Imagine a budding entrepreneur decides to bring a breakthrough product to market and this product is quick to catch the eyes of investors. There is an attraction here (for entrepreneur and investor alike) in being able to grow quickly and stay ahead of the competition. Although this may work, serious problems may arise if the expansion is based solely on current trends. If there is no contingency plan in place, failure to address these common pitfalls can have catastrophic consequences:

Market Barriers

An obvious way to expand is by spreading your geographical reach. Has any thought been paid to potential barriers to market entry? Entering into an oversaturated market can pose serious risks to growing businesses where there is aggressive competition and established brands. A growing business needs to consider if there is any financial support available for their target market or if any local brands are provided additional support that could otherwise harm sales.

Unmitigated/Unplanned Exponential Growth

Businesses that grow too quickly at the earliest opportunity may struggle with their existing infrastructure as the business undergoes changes. If there is excessive demand for an innovative product on the market, can the existing supply chain cope with the increased pressures on resources (manufacturing, property, personnel etc.)? This strain on resources could drive rash investment decisions based on the short term strain (e.g. distributors, new commercial premises, third party contracts). Failure to properly plan for this growth could destroy a business as it becomes tied into contracts that it cannot uphold if the demand suddenly drops.

Control/Ownership Issues in the business

Any business owner looking to raise capital needs to ask themselves this: how much control of the business am I willing to give up? Any investors will naturally expect to see a return on their investment and will expect there to be a clear strategy for growth.

As a business expands, the dynamics of the business will change as ownership of the business becomes decentralised. In an acquisition, how can you tell if a business is the “right fit”? A clear vision for the future of the business is essential - otherwise there can be friction amongst stakeholders and the core values of the business could be lost.

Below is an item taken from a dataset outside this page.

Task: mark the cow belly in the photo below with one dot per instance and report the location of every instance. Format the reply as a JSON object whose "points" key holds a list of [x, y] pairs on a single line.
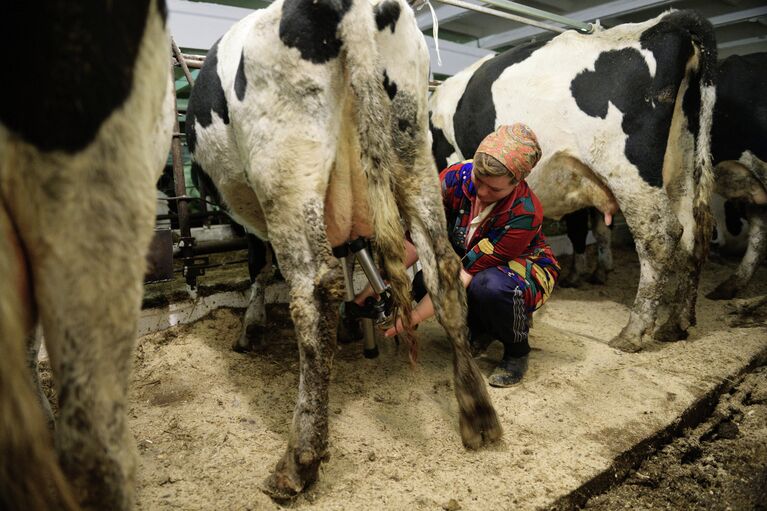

Expanding slowly: opportunity risk

The logical approach to tackling the risk of overexpansion is either to limit expansion or to decide not to expand at all. Is this the best approach however?

A failure to take opportunities due to reticence to change can also be harmful to businesses. Even if business is stable, what happens if any key clients or customers cease trading with the business or a key employee is no longer able to work? Planning for growth and diversification is a clear means of protecting smaller businesses against these eventualities.

Limiting growth in smaller service industries may be appropriate where an income stream is robust and virtually guaranteed (e.g. cleaning services) and resources may be better spent on refining those services. Contrastingly, in the technology sector, limiting growth at the wrong time can grind business to a halt while other competitors capitalise on their own growth and dominate the market.

A successful entrepreneur needs to know when to take risks. Recognition of the fact that there is an opportunity for growth should not be readily dismissed in favour of a ‘safer option’. Deciding to limit growth may be an appropriate course of action, but this must again be carefully planned out as it could risk turning down good business unnecessarily.

To Expand/Not to Expand: What is the optimum size for my business?

Good business planning should be frequent and thorough to ensure that your business will be working at its optimum at any given time. An organisation’s “optimum size” will vary depending on any fluctuations in the market. A well drafted business plan and clear review process should be able to efficiently respond to market challenges. Any adjustments should therefore be a deliberate and calculated part of business growth.

A business which plans effectively for its future will steer it, regardless of its rate of growth, on the path to success.

Alex Mudie is a solicitor at Wright, Johnston & Mackenzie LLP.